MATRIX - New Multi-Hazard and Multi-Risk Assessment Methods for Europe
MATRIX - a collaborative research project, coordinated by the German Research Centre for Geosciences (GFZ) - aimed to develop multi-type hazard and risk assessment and mitigation tools for Europe to tackle multiple natural hazards within a common framework. This allows future analysts to optimize the risk assessment process, contributes to rationalising data management for hazards and vulnerability reduction, and supports cost-effective decisions considering a multi-hazard perspective. Multi-type hazards relate to hazard interactions like cascading effects and the rapid increase in vulnerability during successive hazards.
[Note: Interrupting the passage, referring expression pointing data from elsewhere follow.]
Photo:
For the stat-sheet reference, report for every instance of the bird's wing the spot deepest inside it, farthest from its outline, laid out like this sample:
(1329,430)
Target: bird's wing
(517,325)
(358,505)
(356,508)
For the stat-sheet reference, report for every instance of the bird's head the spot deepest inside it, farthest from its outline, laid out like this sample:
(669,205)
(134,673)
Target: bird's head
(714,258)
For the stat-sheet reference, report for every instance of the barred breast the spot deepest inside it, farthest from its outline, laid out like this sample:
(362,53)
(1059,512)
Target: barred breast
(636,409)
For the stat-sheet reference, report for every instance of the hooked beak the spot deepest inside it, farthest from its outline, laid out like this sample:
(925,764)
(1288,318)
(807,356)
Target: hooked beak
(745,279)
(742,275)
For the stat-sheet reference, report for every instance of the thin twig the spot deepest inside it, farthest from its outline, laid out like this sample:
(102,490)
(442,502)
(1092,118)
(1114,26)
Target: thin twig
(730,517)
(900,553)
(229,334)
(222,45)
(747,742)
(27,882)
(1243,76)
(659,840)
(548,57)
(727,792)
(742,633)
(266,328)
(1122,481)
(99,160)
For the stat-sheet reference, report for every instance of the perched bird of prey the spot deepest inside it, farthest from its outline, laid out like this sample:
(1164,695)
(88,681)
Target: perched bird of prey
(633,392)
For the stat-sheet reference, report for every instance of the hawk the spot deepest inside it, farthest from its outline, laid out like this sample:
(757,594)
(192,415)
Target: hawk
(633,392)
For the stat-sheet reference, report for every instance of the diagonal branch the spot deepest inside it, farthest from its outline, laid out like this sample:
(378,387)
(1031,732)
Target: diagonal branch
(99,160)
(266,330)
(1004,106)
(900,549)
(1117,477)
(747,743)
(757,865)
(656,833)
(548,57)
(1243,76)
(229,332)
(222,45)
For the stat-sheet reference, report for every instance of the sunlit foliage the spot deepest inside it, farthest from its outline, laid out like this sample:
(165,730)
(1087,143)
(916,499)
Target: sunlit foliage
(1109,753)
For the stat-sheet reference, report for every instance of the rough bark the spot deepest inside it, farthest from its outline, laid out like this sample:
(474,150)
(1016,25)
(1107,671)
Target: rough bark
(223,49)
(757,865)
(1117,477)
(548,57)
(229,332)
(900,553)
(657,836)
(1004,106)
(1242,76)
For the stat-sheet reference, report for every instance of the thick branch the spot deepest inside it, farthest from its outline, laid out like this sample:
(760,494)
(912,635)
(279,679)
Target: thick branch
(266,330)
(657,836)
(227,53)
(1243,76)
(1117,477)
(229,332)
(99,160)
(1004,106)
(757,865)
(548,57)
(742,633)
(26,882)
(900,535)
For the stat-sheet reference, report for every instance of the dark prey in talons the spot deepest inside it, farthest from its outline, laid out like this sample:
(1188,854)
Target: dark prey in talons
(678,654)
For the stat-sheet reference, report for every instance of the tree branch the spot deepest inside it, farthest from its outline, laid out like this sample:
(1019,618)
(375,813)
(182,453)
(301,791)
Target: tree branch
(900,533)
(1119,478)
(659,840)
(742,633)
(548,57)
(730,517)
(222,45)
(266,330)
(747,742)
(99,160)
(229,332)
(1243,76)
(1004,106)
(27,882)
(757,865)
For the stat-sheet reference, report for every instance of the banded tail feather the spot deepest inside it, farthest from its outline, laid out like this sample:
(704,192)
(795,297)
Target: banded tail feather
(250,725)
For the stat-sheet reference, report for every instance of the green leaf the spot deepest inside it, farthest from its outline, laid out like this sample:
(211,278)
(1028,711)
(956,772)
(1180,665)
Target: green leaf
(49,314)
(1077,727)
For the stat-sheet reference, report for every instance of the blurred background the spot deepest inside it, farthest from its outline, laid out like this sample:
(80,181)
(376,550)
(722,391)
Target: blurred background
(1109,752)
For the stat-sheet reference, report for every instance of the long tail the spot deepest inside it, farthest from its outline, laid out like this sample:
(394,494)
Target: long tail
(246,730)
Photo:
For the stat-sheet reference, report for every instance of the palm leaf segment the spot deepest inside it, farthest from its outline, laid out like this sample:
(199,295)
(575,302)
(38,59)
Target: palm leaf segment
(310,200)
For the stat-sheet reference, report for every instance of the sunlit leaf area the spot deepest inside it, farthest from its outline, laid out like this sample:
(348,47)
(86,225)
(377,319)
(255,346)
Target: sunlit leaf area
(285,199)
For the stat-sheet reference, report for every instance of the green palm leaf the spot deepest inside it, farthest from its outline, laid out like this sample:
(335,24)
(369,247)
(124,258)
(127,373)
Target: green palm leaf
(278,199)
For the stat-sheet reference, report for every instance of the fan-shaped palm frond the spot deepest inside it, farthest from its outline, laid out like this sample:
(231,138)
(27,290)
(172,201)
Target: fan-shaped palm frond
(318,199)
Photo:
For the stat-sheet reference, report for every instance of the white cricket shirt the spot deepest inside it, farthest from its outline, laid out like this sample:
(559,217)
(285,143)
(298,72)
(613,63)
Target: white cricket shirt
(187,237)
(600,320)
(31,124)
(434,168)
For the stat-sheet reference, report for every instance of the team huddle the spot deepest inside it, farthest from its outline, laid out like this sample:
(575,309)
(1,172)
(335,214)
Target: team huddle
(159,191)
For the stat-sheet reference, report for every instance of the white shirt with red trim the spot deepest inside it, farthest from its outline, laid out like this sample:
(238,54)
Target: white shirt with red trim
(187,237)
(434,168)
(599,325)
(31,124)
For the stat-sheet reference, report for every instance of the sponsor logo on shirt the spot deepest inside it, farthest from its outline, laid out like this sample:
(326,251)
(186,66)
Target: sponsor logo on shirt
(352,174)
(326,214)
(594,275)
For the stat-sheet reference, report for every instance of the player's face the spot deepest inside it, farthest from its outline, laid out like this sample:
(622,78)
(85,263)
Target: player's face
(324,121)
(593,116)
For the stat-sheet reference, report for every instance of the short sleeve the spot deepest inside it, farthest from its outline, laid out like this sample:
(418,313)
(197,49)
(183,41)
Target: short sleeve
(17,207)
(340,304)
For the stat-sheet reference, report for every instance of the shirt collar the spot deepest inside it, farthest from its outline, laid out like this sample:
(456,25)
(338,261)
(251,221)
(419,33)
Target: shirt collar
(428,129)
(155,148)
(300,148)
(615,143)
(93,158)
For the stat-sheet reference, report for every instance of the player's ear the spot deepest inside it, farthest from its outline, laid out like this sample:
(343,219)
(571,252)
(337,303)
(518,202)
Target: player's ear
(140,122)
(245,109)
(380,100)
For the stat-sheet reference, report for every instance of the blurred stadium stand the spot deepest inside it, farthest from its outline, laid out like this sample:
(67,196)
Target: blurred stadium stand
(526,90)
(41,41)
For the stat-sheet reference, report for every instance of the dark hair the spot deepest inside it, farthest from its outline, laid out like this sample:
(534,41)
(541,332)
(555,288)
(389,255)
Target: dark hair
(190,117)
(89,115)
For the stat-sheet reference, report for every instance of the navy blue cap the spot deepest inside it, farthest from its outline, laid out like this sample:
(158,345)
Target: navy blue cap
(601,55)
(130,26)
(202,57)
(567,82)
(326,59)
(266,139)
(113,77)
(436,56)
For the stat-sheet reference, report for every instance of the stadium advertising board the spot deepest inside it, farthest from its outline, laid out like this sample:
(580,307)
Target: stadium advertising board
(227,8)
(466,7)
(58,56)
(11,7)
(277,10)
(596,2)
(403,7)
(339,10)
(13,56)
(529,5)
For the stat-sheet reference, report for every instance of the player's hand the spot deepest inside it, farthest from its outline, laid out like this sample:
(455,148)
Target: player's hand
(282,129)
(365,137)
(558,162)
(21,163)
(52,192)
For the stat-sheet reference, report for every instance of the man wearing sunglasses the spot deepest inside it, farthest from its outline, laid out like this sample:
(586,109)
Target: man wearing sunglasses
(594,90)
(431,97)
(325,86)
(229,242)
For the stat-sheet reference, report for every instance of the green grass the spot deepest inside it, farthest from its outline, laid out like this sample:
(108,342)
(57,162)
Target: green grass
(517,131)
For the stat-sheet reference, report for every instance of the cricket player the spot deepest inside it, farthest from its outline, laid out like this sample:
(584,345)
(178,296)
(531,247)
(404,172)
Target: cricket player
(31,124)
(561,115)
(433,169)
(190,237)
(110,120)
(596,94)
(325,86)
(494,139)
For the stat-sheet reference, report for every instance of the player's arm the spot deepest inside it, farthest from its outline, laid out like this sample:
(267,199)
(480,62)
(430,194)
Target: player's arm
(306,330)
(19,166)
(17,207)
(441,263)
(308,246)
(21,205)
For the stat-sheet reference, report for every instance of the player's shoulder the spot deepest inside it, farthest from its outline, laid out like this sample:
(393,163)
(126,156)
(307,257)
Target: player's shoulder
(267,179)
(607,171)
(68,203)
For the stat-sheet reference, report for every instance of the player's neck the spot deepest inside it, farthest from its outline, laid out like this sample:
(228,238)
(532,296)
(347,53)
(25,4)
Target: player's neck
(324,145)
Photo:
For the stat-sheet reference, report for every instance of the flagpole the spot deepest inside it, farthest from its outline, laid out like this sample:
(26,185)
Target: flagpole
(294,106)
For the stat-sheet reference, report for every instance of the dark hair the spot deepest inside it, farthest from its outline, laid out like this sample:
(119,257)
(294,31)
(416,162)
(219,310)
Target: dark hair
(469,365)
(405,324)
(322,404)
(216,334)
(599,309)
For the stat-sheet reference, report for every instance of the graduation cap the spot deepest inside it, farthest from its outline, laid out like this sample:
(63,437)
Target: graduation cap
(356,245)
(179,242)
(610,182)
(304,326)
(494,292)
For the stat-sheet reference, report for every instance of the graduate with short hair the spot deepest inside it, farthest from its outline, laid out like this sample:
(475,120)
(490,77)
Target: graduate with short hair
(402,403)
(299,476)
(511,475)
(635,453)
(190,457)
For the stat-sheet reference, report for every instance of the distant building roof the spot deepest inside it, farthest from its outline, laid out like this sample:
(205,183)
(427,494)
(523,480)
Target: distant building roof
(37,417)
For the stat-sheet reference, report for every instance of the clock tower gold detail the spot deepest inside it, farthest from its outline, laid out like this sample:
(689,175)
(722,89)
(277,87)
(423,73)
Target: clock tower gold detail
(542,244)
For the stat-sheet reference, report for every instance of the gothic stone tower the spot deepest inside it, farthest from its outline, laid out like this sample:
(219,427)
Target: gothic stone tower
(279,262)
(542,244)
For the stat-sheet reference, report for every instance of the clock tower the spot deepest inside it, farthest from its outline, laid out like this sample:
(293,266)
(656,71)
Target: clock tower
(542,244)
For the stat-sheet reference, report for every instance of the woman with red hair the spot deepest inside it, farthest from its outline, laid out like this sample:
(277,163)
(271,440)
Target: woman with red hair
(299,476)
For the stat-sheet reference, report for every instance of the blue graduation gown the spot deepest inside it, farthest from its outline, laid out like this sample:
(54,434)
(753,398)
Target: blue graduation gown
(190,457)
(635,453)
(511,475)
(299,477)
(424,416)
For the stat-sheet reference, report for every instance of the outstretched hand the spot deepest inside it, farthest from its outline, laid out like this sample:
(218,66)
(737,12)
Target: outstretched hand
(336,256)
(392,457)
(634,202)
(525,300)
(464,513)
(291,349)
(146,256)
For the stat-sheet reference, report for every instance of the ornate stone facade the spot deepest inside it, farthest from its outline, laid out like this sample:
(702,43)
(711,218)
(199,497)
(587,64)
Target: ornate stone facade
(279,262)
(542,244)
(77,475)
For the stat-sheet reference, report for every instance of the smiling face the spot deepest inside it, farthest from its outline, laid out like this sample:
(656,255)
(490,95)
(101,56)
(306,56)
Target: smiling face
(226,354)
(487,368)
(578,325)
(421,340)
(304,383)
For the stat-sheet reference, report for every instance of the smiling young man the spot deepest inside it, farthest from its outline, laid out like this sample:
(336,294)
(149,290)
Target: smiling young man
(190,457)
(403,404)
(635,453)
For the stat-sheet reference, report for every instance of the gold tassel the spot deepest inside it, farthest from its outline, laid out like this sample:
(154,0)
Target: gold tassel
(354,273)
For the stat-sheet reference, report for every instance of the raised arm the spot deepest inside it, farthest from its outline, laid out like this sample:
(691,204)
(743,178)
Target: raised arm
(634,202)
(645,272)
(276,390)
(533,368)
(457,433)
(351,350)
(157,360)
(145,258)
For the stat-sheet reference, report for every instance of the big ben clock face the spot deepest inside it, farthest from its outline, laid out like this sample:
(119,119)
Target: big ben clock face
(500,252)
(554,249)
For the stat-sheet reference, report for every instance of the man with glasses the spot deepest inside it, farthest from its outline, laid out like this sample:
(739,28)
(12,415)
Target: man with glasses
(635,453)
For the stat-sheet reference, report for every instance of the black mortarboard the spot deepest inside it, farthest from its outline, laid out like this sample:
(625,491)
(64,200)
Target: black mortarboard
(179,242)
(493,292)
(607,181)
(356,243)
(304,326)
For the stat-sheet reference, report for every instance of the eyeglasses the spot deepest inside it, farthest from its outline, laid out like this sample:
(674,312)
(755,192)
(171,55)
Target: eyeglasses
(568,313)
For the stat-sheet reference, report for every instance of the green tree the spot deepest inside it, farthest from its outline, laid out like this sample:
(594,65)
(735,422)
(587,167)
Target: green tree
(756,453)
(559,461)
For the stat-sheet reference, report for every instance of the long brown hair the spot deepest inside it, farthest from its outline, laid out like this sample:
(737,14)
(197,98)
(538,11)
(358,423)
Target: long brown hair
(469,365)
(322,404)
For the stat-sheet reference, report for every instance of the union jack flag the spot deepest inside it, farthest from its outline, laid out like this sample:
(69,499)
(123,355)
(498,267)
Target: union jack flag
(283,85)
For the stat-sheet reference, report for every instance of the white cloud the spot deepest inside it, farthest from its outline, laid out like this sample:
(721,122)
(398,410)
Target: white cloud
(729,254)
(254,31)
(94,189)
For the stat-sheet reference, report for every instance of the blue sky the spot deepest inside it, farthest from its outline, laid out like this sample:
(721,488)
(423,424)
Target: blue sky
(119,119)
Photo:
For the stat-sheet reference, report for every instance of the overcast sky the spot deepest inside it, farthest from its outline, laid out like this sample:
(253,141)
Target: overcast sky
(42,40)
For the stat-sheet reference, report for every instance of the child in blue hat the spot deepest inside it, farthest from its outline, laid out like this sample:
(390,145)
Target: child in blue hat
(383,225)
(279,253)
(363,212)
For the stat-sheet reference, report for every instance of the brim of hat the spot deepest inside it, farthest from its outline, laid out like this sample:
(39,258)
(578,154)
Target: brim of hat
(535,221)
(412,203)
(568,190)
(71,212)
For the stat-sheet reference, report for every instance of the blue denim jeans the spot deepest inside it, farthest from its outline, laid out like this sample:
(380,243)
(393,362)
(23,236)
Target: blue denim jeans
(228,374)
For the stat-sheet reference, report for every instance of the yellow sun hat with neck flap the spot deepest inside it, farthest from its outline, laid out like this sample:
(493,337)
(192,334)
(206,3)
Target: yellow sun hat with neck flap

Hazards like volcanoes, coastal and fluvial floods, landslides, wind storms and wildfires were considered.
Major task were to:
1. develop new methodologies for multi-type hazard and risk assessment, with a focus on a) risk comparability, b) cascading hazards and c) time-dependent vulnerability within the framework of conjoint or successive hazardous events.
2. compare this new multi-hazard and multi-risk analytical framework with the state-of-the-art in probabilistic single-risk analysis.
3. establish an IT framework for test cases analysis following a multi-risk approach, considering both real-world test cases or by exercises involving an idealised synthetic (or virtual) test example.
4. disseminate the results to the relevant communities, end users and stakeholders, in particular National Platforms for Disaster Risk Reduction, and to incorporate their views into the development of multi-risk assessment methodologies and tools.
The various tools and methods were assessed in three test study areas: Naples, Guadeloupe and Cologne
DKKV was mainly involved in the MATRIX dissemination activities as described in point 4.